Hasta a mí, que soy un cínico descreído, me conmueve el que los niños preparen en el cole sus regalitos para el día del padre. Del retrovisor de mi coche pende una redonda medalla hecha de cartulina en la que con torpe caligrafía mi hija proclama que soy el mejor padre del mundo (una evidente exageración, pero ¡qué más da!). En el reverso, la medallita representa un balón y eso que a mí no me gusta el fútbol, pero se supone que es un motivo típico masculino y estoy dispuesto a hacer la vista gorda. ¡Me la ha hecho mi hija, qué demonios! Así que la exhibo orgulloso desde hace un año, como si de un trofeo se tratara.
Este año me ha hecho con globos y arroz una bola de esas que utilizan los malabaristas callejeros, pero ella dice que es una bola antiestrés “porque yo tengo mucho” dice. Así que la estrujo de vez en cuando, aunque tenga que volver a estrujarla en el sentido opuesto para que recupere la forma y poder estrujarla de nuevo, pero me la ha hecho mi hija. Es de esas cosas que no se pueden comprar.
Sin embargo, como soy un cínico descreído, contemplo este raro día mundial que cada país celebra el día que le da la real gana, con cierta suspicacia. Tradiciones las hay de todos los colores, como el Herrentag de Alemania, en el que padres e hijos (ya de cierta edad éstos, se supone) suben al monte arrastrando carritos bien provistos de viandas y cerveza (como vemos hay países en los que hasta el día del padre es excusa para coger una curda).
Aquí en España, cuentan que el tema surgió por iniciativa de una maestra de escuela rural llamada Manuela Vicente Ferrero allá por 1948, porque los papás de los alumnos estaban celosos del día de la madre y querían una celebración en la que fuesen ellos los homenajeados. Se eligió el día de San José por lo buen padre que había sido (especialmente teniendo en cuenta que ayudó abnegadamente a criar un hijo que no era suyo sin que nadie le preguntase si quería hacerse cargo del mismo). Resultó una celebración muy cuca y políticamente correcta para aquel entonces, con eucaristía incluida y festival infantil con reparto de regalitos artesanales hechos por los niños.

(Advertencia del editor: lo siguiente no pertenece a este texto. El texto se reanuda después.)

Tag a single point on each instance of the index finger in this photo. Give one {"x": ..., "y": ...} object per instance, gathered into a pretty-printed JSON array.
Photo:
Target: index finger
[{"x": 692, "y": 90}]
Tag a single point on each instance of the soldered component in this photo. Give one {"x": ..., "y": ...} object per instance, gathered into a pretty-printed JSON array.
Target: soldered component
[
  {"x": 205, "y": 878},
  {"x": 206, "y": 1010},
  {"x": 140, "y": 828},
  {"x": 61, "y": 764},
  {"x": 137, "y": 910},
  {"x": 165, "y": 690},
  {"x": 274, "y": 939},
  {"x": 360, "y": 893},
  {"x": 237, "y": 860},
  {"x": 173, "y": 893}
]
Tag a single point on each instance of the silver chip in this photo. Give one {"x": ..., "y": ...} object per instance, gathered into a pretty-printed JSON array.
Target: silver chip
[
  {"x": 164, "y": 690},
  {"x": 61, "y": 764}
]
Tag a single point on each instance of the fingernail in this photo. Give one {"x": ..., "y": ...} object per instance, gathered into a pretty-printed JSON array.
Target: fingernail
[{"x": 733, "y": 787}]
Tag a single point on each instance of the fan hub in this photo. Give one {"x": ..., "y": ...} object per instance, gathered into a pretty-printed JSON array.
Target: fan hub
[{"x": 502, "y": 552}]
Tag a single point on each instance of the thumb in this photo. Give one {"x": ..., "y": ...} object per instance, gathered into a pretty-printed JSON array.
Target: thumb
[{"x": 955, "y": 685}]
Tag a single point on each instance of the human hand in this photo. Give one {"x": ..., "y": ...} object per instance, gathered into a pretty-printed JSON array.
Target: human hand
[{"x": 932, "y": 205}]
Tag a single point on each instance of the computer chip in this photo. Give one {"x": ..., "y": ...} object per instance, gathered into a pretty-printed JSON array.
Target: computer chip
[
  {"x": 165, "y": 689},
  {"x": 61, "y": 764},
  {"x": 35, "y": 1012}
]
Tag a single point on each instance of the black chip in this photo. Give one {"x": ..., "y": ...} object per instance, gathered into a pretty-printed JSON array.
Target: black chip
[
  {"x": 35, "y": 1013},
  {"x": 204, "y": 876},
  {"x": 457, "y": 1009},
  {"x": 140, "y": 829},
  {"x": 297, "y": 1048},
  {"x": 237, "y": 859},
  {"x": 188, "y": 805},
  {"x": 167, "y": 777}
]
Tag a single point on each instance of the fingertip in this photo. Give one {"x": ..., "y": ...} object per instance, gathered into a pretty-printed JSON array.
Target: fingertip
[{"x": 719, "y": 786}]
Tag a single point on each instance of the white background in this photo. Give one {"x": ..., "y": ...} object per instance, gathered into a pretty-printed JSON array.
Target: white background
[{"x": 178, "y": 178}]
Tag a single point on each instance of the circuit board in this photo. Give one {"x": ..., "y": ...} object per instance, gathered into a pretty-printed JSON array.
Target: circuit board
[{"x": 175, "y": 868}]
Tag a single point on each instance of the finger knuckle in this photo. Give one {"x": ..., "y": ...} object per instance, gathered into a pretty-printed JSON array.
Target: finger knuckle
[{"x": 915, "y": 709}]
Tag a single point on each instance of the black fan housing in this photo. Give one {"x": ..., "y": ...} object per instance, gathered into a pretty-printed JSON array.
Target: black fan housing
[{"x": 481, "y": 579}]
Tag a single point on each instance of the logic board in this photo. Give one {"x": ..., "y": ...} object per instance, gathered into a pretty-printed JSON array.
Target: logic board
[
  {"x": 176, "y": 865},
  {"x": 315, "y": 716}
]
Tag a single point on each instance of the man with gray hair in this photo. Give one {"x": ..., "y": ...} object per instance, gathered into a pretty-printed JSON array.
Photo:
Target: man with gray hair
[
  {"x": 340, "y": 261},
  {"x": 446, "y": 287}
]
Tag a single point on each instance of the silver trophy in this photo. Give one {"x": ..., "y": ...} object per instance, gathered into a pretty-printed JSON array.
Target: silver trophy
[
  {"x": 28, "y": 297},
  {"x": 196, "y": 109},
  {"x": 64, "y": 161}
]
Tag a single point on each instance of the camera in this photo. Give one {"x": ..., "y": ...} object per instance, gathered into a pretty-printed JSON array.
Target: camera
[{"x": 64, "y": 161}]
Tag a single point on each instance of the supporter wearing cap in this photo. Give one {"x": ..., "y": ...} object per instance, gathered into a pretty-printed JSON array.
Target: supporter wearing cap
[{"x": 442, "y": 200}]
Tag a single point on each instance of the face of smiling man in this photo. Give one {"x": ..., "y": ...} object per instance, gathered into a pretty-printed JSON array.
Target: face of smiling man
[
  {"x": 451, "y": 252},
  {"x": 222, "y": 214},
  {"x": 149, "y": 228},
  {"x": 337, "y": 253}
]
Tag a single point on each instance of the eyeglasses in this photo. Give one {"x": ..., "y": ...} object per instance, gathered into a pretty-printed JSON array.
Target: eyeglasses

Algunos años después la señora Vicente Ferrero dio más repercusión a la iniciativa gracias a sus colaboraciones en algunas publicaciones y una entrevista en Radio Nacional. El espaldarazo definitivo llegó de la mano de dos valedores de lujo: Pepín Fernández y Ramón Areces, directores gerentes de Galerías Preciados y el Corte Inglés, respectivamente. La oportunidad de negocio la pintaban calva y la siguen pintando calva medio siglo después, que aquí el que pestañea pierde, sobre todo en esta época de vacas flacas. El día del padre del Corte Inglés me trae al fresco, yo me dedico a estujar la bola antiestrés de mi hija aunque no recupere su forma al soltarla, porque vale más que todas las corbatas y todos los cinturones y todas las chorradas que se puedan comprar del mundo.